Quand nos stagiaires ne sont pas embauchés par leur entreprise au terme de leur cursus, nous les accompagnons à la signature d’un contrat avec une autre entreprise.

De plus, de nombreuses entreprises n’hésitent pas à signer un second contrat de professionnalisation avec leur salarié en cas d’échec à l’examen afin de leur donner une chance supplémentaire en leur permettant de redoubler pour se représenter à leur examen. On peut à cet égard aussi parler d’entreprise citoyenne.

MONTRAY KREYOL : Quelles sont les principales difficultés que doit affronter une femme quand elle est PDG d'une entreprise aussi importante que l'IFC ? Avez-vous le sentiment que le machisme a reculé à la Martinique face au management féminin ou "au féminin" ?

Au plan externe, les principales difficultés d’un chef d’entreprise résident dans l’étroitesse et la fragilité du marché. Femme ou homme, nous sommes tous confrontés à cette même réalité qui est un des facteurs qui conditionne la pérennité de notre exploitation. L’exigence qualité est une des réponses à apporter à un environnement concurrentiel sur un marché étroit.

D’autres difficultés résident dans la mobilisation des financements utiles au développement de l’exploitation…

Au plan interne, sans que cela ait été une difficulté pour moi, il est utile de souligner que le management des ressources humaines est un facteur clef de réussite. Etre conscient que l’autorité ne se décrète pas, mais qu’elle s’acquiert par l’implication personnelle, par la compétence, l’exemplarité, l’écoute active, le discernement…

Convaincue qu’on manage d’abord avec qui on est et qu’en conséquence le premier outil de management est la personne du chef d’entreprise, il y a très certainement un mode de management au féminin dès lors qu’on est une femme à la tête d’une entreprise.

Dès lors, le développement personnel est une des clefs au service du chef d’entreprise qui doit œuvrer à travailler sans cesse à son propre développement personnel pour optimiser son encadrement au développement professionnel et personnel de chacun de ses collaborateurs.

Il paraît évident que homme ou femme nous devons mobiliser à la fois des qualités dites masculines et des qualités dites féminines pour piloter une entreprise et la rendre pérenne.

A l’IFC, j’ai le bonheur de collaborer avec une petite équipe passionnée par notre projet qui est à la fois un projet économique, mais aussi un projet social. Nous travaillons sur de l’humain, sur des jeunes qui au départ ont une vague idée de leur projet professionnel et que nous devons conduire à une double réussite, obtenir un diplôme et décrocher un emploi durable. L’humain est de ce fait au cœur de notre management tant vers nos stagiaires que vers notre équipe.

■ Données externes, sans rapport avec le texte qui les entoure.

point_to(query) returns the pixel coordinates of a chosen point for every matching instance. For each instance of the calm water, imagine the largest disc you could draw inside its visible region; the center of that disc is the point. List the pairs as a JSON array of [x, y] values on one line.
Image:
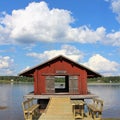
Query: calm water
[[11, 95]]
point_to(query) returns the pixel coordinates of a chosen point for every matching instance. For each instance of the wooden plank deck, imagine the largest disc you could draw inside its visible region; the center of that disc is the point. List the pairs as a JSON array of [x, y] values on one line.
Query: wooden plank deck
[[71, 96], [60, 108]]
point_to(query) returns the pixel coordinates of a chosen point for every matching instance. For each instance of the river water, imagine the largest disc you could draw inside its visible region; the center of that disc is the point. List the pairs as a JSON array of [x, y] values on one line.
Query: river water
[[11, 96]]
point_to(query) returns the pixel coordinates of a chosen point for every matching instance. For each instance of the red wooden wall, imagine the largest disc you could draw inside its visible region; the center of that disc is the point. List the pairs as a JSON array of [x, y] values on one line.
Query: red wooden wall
[[59, 65]]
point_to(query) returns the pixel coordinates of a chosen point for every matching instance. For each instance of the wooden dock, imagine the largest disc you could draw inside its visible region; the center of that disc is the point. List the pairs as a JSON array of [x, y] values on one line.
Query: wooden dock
[[58, 109], [71, 96]]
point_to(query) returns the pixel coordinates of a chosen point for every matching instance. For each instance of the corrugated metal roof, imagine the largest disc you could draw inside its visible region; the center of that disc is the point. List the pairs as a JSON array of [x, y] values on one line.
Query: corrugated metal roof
[[31, 70]]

Dresser le cap et donner du sens à notre action, mobiliser, motiver, encourager… sont aussi les conditions de la pérennité.

Je n’ai pas eu le sentiment de rencontrer des difficultés particulières du fait de ma condition de femme.

Peut-être est-ce du au fait que les hommes concèdent volontiers le domaine de l’éducation et par extension de la formation aux femmes. Mon vécu aurait sans doute été autre si j’opérais dans un domaine fortement investi par les hommes.

Peut-être est-ce dû aussi à ma combativité naturelle forgée par la pratique sportive qui me permet d’aller de l’avant sans me laisser décourager par les freins qui ne sont jamais que des obstacles à franchir.